Regarding screen real estate, all you need is a slide-out keyboard. They work great!
There are a few downsides to physical keyboards, but in my experience, they're far superior to non-keyboard devices. But what can you do - in the 21st century, practicality never matters, it's just all about aesthetics and nothing else....
Good for you. My sausage fingers mean I have to use swipe motions more often than not, and often the word will be wrong, then I have to backspace and type it letter by letter, sometimes getting it right, often getting some letters wrong.
Autocorrect means trying anything akin to programming, or typing commands in a terminal emulator is an exercise in patience. "Just turn it off" - see sausage fingers problem
Eh. The nice thing about a soft keyboard is that it can be anything you want, including more display real estate. It's not as nice to type on but it seems like an advance overall to me.
Also, why the Roblox hate? I never actually played.
Roblox is what zuckerfuck wish his metaverse could become. Millions of kids playing, another thousands working effectively for free to create content, and the very few that actually find success see that getting any money out of Roblox and into their bank accounts is hard as hell and comes with exorbitant taxes.
https://www.youtube.com/watch?v=n6PYj93SGxc -> Essentially the same thing as above, but from September 2023, with some numbers updated, like the CEO saying they made "over 100 million dollars of cash in Q1" (2023), the place having over 50 million games, and more.
But being high make them incredibly dangerous for other road users. If a normal car hits you, you break your leg, it sucks, but within a month you'd walk on crutches and within 6 month you'd be fine. A SUV hitting a pedestrian or a cyclist will break their pelvis or even their back which has a harder recovery and long lasting consequences.

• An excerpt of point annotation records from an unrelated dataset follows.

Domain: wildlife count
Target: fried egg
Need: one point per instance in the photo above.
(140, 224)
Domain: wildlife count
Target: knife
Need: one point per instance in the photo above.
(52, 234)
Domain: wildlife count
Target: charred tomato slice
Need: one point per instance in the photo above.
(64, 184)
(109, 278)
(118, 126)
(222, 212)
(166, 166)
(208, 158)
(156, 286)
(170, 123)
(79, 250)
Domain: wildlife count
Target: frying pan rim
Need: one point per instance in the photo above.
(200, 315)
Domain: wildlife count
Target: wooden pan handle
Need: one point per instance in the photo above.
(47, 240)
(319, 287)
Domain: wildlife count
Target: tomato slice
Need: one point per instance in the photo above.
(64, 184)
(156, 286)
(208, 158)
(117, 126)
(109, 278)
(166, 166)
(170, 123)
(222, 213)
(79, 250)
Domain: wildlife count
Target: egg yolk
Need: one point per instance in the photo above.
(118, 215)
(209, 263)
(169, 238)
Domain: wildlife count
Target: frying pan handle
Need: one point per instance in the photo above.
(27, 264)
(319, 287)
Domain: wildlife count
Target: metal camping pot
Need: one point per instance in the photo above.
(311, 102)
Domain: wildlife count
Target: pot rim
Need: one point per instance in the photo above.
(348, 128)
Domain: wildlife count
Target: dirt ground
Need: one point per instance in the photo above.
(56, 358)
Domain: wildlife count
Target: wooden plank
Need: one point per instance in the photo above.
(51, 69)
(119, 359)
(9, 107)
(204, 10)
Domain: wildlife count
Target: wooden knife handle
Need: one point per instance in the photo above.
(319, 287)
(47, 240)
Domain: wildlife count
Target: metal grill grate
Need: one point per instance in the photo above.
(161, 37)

The generative AI's that "creates" content. Just dumb black boxes remixing what you give them, overconfident and inaccurate, yet seen as the ultimate tools by people.
They do create content, though, regardless of it you personally think they're smart in the process of doing so. Like, there's actual papers that are devoted to making sure.

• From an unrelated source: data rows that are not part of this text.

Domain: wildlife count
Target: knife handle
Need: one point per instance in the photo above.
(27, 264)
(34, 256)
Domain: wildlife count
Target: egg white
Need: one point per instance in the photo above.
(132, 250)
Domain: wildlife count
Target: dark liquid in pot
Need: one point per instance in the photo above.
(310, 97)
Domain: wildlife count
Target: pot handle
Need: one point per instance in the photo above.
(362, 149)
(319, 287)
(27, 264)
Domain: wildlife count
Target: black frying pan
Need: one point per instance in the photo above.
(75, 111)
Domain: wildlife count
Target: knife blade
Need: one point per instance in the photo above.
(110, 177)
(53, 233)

Quantum computers a real candidate once they get off the ground. They might help solve a few problems in chemistry and condensed matter physics, but on the other hand they definitely will make a lot of encryption we heavily rely on obsolete, and the replacements are noticeably inferior. And that's about it, because quantum algorithms are hard to design. So, that seems like a net negative to me.
Deep neural nets are powerful, but the fact we fundamentally don't understand how they work is a bit nerve-wracking.
We knew about piss poor encryption a long time ago, every modern algorithm is quantum proof. That includes AES, Kerberos and even 3GPP encryption used in mobile networks. So unless you're using old crap, you're safe even if quantum computers will become powerful tomorrow.
No? Shor's algorithm breaks RSA and literally anything elliptic curve-based, which covers all conventional asymmetric algorithms. Symmetric algorithms like you listed aren't effected, but are useless for communication unless you have an asymmetric algorithm or, like, a physical carrier pigeon to share a secret beforehand.
This is why NIST is currently finalising several post-quantum standards. Which work, but don't do anything fancy, and have comparatively gigantic primitives you have to send back and forth - i.e. are worse.
Full scale mass surveillance capitalism. Governments used to have to hire agents, dress them up, and have them bug peoples phones. Now they can just buy it in bulk. No warrent, no black site op, just cashing checks.